#include <stdio.h>
int main(void) {
int n,i;
int str[n];
scanf("%d\n",&n);
for(i=0;i<=n;i++)
{
scanf("%d",&str[i]);
printf("%d th %d\n",i,n);
}
return 0;
}
Input:
10
8 9 2 1 4 10 7 6 8 7
Output:
0 th 10
1 th 10
2 th 10
3 th 10
4 th 10
5 th 10
6 th 10
7 th 6
Why is 6 in the output?
This is really strange code with undefined behavior. What do you expect this:
int n; // No value!
int str[n];
To do? You get an array whose length is unknown since n has no value at the point of the str declaration.
If you expected the compiler to "time-travel" back to the str[n] line magically when n is given a value by scanf(), then ... that's not how Co works, and you should really read up on the language a bit more. And compile with all warnings you can get from your environment.
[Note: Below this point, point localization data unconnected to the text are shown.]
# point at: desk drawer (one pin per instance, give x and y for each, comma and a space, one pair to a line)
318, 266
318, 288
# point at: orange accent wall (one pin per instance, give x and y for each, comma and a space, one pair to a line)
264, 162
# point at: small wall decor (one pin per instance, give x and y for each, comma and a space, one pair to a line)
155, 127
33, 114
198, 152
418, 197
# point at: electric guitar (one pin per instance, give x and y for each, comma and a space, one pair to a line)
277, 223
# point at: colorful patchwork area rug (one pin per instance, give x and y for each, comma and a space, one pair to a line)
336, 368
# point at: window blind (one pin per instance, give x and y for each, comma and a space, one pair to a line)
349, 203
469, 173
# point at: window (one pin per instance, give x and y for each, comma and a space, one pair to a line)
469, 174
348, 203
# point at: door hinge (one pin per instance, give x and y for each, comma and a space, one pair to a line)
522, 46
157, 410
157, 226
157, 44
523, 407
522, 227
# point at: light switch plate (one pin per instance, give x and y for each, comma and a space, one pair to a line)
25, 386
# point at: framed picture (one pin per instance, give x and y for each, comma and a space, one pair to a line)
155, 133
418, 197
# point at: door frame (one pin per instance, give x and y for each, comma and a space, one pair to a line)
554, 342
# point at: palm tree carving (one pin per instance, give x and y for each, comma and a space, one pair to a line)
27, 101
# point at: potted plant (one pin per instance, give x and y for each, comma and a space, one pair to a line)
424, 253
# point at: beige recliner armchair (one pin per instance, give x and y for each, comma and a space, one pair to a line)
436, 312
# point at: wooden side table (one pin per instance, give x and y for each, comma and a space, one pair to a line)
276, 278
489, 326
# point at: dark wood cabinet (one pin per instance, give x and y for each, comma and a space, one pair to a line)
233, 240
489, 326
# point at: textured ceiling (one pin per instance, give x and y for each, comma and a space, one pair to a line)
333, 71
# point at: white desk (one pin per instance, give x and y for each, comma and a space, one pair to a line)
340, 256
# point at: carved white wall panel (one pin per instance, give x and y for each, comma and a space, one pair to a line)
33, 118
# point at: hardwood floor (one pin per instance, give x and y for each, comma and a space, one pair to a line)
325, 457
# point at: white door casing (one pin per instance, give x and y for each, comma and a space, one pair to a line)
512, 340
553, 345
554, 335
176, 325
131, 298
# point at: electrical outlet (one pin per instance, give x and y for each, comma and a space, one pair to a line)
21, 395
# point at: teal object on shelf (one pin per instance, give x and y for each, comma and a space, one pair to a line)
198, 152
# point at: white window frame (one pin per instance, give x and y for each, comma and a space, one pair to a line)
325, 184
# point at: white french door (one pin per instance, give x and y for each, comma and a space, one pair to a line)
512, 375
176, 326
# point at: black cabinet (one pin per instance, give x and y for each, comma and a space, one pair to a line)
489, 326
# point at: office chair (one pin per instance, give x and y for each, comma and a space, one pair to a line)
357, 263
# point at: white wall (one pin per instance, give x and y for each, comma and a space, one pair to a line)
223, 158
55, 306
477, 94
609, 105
As an extra detail, even if it were fixed so that n had a value, the for loop overruns the array and gives you undefined behavior again.
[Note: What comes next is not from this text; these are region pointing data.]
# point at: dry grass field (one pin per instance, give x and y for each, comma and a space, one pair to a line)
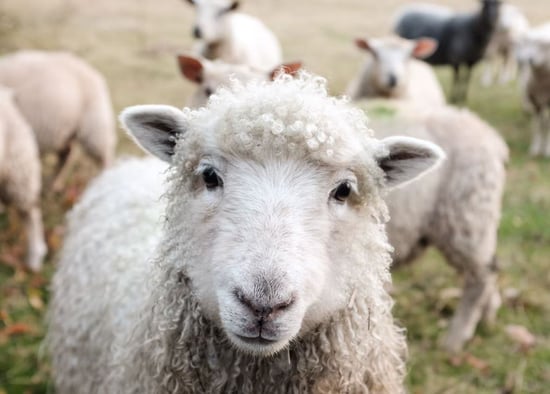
133, 42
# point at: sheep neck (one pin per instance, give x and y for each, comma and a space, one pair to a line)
320, 361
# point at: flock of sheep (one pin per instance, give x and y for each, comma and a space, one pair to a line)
252, 254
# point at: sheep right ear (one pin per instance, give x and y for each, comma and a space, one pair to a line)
191, 68
363, 44
288, 68
405, 159
155, 128
424, 47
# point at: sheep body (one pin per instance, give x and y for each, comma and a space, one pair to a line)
535, 55
390, 71
462, 38
235, 37
455, 208
20, 182
500, 54
176, 330
62, 98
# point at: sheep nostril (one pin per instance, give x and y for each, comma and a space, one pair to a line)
197, 32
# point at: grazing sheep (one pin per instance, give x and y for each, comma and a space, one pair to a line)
20, 181
455, 208
64, 100
391, 71
462, 38
536, 87
269, 272
234, 37
500, 55
212, 75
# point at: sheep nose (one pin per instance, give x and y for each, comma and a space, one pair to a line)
263, 311
197, 32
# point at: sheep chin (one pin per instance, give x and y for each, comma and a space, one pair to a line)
258, 346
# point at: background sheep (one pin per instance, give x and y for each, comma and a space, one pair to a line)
20, 181
500, 54
391, 71
234, 37
64, 100
282, 173
212, 75
536, 87
455, 208
462, 38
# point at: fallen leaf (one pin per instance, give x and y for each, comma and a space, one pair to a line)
35, 299
17, 329
477, 363
521, 335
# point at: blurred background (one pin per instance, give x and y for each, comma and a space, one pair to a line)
133, 43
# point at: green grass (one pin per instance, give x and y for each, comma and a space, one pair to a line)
133, 44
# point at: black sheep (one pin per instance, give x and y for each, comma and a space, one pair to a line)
462, 38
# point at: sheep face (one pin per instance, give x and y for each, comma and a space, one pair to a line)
211, 18
390, 60
275, 205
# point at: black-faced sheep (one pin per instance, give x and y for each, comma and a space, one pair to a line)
462, 38
269, 272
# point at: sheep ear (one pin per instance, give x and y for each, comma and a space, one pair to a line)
288, 68
363, 44
191, 68
424, 47
406, 158
155, 128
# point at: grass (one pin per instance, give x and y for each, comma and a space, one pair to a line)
133, 42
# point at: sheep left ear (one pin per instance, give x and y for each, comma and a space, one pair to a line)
404, 159
155, 128
424, 47
287, 68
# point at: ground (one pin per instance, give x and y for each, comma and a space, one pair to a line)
133, 42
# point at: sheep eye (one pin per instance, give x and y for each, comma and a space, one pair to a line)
342, 192
211, 179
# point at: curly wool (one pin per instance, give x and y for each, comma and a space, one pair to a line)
168, 344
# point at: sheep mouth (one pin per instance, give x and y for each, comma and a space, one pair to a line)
259, 340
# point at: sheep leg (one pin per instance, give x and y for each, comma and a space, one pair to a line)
64, 158
456, 84
36, 244
479, 298
538, 129
545, 133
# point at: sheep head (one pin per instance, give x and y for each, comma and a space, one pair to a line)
211, 18
211, 75
274, 211
390, 60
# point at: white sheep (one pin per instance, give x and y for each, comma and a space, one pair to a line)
64, 100
20, 181
269, 272
234, 37
391, 70
211, 75
500, 55
536, 86
455, 208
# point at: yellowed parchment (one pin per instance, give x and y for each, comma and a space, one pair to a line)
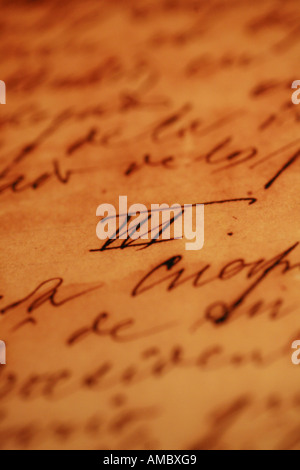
166, 102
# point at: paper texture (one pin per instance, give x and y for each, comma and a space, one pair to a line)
183, 102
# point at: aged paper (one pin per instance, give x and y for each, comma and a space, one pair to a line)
120, 346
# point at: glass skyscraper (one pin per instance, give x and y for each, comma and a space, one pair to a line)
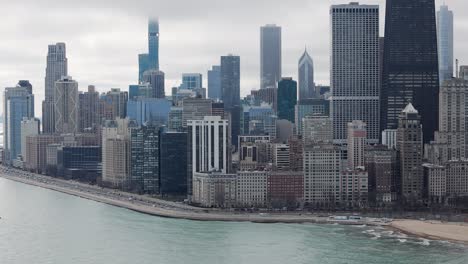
445, 39
150, 60
214, 83
270, 56
287, 99
230, 85
355, 69
306, 77
410, 67
18, 103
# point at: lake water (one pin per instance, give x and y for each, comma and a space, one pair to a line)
40, 226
For an array of size m, the loop header should read
for (size_t i = 0; i < m; ++i)
Since indexing is 0-based, you cannot index at m, that's outside the array.
In your code
int n,i;
int str[n];
you're using n while it has indeterminate value, unitialized. It invokes undefined behavior.
To elaborate, n being an automatic local variable, unless initialized explicitly, contains indeterminate value.
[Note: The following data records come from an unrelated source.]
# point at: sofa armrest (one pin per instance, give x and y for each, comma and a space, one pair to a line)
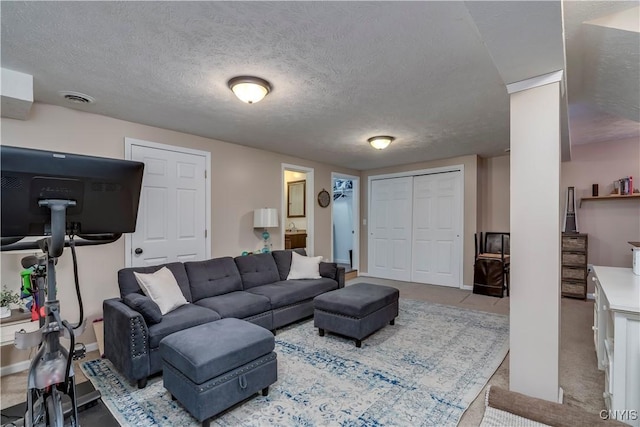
126, 339
331, 270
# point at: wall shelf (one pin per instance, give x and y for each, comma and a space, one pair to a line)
611, 197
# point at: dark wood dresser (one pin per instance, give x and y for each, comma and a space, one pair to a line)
574, 265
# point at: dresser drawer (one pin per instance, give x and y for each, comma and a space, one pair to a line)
574, 273
574, 243
574, 258
575, 289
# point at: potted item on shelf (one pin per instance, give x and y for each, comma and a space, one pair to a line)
7, 297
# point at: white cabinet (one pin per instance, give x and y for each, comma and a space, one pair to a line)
616, 334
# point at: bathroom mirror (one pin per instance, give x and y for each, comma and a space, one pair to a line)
296, 195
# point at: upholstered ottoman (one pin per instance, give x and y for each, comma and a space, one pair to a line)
356, 311
211, 367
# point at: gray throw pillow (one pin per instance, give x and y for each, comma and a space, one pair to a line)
145, 306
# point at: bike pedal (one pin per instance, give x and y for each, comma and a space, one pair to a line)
79, 351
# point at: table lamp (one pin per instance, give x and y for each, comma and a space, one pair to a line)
265, 218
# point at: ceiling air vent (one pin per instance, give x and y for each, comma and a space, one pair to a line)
77, 97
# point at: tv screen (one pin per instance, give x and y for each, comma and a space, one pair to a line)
106, 192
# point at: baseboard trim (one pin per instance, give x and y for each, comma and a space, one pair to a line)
24, 365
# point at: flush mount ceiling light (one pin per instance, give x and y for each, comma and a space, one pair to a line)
380, 142
249, 89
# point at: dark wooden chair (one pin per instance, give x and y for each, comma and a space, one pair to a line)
492, 262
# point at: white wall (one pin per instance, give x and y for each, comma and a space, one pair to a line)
535, 242
242, 179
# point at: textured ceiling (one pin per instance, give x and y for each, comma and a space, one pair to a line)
432, 74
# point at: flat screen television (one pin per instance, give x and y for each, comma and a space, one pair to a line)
106, 192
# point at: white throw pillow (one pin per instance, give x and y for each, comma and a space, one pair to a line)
162, 288
304, 267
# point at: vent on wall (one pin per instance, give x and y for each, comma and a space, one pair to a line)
77, 97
Solution: You need to define int str[n]; after you has taken the value from user (and sanitized).
After that, there's once more issue, your loop runs off-by-one for the array. C uses 0-based array indexing, so, for an array of size n, the valid indexes will be 0 to n-1. You loop construct should be
for(i=0; i<n; i++)
The value for the size of the string str[] is not yet defined. You need to have initialized this value before declaring a string/array.
If you're using gcc to compile, try including the -Wall flag in your compile line to catch errors like this.